The electric potential energy stored in the capacitor of a defibrillator is 77 J, and the capacitance is 123 µF. What is the potential difference that exists across the capacitor plates?
PE=CU²/2
U=sqrt{2•PE/C}
To find the potential difference across the capacitor plates, we can use the equation:
Electric potential energy (E) = 1/2 * C * V^2
Where:
- E is the electric potential energy stored in the capacitor
- C is the capacitance (in Farads)
- V is the potential difference (in volts)
In this case, we are given the electric potential energy (E = 77 J) and the capacitance (C = 123 µF).

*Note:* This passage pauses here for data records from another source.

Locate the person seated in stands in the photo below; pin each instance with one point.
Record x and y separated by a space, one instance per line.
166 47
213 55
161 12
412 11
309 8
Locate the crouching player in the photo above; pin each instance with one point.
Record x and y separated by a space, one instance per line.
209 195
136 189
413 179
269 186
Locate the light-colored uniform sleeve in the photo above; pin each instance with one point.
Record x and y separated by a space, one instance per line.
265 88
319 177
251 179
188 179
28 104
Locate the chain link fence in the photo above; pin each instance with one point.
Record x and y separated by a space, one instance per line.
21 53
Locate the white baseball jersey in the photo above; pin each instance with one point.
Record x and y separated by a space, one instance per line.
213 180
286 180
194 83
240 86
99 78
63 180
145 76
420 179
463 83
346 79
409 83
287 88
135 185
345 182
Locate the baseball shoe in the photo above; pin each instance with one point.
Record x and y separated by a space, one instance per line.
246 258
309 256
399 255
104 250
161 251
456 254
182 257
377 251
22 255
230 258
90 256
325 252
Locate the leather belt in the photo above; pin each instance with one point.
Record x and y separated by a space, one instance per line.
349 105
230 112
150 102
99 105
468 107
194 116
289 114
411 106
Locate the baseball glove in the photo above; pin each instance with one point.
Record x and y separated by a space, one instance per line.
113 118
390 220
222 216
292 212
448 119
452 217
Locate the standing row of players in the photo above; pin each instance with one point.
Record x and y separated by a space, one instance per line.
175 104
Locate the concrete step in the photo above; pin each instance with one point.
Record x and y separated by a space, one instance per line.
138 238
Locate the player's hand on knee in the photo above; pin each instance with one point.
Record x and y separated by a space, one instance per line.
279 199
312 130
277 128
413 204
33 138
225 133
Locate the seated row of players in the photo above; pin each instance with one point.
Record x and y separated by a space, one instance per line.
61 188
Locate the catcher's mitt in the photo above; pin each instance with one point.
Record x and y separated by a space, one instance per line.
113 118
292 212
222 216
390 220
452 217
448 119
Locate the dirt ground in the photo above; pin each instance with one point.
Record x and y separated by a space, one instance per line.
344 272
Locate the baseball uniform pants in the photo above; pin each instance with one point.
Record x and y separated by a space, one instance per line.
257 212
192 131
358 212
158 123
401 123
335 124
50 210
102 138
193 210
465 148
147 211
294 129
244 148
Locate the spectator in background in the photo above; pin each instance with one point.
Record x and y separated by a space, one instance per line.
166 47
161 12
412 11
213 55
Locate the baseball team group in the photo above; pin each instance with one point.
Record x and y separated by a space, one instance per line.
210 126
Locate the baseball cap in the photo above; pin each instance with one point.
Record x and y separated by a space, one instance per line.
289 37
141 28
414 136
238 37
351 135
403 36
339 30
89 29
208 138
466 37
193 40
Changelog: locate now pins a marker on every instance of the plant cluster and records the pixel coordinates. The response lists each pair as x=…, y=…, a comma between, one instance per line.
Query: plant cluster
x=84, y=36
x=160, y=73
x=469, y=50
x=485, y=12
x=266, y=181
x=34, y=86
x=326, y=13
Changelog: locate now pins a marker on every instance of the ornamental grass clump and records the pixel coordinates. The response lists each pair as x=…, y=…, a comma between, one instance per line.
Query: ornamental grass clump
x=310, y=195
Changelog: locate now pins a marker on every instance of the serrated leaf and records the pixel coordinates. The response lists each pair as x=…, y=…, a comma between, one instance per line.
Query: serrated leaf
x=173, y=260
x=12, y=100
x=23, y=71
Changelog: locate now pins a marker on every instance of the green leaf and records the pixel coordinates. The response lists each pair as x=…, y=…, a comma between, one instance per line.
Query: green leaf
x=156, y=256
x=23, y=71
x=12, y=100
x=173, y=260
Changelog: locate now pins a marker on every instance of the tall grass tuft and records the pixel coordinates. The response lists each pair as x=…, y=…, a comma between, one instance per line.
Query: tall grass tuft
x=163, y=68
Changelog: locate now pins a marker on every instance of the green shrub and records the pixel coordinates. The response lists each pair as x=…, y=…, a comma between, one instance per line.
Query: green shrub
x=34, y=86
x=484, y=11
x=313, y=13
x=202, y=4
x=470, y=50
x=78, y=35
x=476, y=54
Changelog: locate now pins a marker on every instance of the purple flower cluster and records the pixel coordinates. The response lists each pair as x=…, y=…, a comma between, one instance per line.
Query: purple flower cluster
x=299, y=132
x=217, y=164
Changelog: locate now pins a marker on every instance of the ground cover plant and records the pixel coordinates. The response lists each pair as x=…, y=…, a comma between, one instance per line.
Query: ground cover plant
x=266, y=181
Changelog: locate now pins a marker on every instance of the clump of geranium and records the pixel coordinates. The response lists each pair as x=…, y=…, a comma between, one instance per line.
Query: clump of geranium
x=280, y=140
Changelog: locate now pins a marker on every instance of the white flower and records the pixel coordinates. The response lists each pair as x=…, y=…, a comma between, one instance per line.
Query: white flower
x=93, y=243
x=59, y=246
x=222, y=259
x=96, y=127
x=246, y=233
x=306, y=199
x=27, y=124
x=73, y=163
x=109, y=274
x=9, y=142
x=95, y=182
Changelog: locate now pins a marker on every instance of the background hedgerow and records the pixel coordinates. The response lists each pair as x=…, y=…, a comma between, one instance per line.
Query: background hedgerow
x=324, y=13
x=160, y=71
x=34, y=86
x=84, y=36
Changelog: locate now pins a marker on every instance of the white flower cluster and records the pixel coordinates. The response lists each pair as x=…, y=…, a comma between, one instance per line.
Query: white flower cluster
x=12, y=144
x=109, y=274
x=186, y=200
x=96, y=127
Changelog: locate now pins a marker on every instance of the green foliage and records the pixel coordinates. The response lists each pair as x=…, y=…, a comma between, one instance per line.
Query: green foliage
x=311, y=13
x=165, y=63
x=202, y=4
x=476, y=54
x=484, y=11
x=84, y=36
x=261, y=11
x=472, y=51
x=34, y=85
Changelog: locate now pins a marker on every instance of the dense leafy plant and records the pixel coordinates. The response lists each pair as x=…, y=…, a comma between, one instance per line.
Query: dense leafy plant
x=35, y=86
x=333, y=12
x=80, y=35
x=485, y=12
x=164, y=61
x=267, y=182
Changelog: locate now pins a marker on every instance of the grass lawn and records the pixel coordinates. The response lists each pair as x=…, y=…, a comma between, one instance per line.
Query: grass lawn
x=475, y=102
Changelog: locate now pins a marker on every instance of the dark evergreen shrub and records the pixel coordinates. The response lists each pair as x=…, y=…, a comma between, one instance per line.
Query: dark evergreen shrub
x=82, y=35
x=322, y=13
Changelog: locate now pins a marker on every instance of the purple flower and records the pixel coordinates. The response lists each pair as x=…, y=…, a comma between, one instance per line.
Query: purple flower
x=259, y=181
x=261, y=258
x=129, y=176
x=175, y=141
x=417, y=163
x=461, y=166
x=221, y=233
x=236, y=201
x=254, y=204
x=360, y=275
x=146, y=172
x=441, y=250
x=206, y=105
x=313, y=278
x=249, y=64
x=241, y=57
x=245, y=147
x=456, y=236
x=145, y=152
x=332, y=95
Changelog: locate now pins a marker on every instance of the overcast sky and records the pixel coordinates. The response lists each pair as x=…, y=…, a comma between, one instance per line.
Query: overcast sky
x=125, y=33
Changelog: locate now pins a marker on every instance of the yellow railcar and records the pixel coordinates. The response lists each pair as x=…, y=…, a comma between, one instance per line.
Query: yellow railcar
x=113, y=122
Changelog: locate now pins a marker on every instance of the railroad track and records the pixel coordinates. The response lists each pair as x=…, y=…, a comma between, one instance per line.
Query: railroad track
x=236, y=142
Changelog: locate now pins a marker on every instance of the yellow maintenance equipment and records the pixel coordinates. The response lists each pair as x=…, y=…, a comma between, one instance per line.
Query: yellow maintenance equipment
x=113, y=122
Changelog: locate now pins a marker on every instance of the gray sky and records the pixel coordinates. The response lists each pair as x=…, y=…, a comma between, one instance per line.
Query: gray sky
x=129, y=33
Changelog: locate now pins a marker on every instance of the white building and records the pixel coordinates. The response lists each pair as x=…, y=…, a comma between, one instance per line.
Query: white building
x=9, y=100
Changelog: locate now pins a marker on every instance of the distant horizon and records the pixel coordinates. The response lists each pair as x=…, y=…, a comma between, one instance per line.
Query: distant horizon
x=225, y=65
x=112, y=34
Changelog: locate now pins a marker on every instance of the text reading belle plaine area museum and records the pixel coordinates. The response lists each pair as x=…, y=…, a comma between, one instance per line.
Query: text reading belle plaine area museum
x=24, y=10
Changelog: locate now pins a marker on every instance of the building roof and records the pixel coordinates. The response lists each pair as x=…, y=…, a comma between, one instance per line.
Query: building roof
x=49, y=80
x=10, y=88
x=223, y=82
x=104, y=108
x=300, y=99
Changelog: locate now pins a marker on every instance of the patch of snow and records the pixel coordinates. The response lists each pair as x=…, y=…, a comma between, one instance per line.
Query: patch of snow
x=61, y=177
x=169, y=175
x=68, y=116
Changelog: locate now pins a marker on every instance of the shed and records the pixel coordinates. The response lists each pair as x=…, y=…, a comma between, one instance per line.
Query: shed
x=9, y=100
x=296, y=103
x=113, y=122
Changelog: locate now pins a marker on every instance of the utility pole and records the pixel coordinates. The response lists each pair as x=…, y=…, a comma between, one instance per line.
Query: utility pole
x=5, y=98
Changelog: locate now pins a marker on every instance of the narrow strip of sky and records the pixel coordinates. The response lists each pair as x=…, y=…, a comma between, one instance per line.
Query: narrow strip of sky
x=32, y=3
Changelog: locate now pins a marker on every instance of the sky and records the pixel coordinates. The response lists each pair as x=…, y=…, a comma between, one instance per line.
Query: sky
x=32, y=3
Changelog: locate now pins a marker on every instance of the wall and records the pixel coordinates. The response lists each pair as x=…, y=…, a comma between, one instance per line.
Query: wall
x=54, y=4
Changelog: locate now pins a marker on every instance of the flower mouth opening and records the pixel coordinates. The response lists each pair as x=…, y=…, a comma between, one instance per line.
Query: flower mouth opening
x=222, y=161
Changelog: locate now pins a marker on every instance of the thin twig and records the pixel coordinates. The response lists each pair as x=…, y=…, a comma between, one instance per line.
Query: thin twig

First, we need to ensure that the capacitance is in Farads. The given value is in microfarads (µF), so we need to convert it to Farads by dividing it by 10^6:
C = 123 µF = 123 * 10^(-6) F = 0.000123 F
Now we can rearrange the equation for electric potential energy and solve for the potential difference (V):
E = 1/2 * C * V^2
V^2 = 2E/C (multiply both sides by 2/C)
V = √(2E/C) (take the square root of both sides)
Substituting the given values:
V = √(2 * 77 J / 0.000123 F)
V = √(154000 J/F)
V ≈ 393 V
Therefore, the potential difference that exists across the capacitor plates is approximately 393 volts.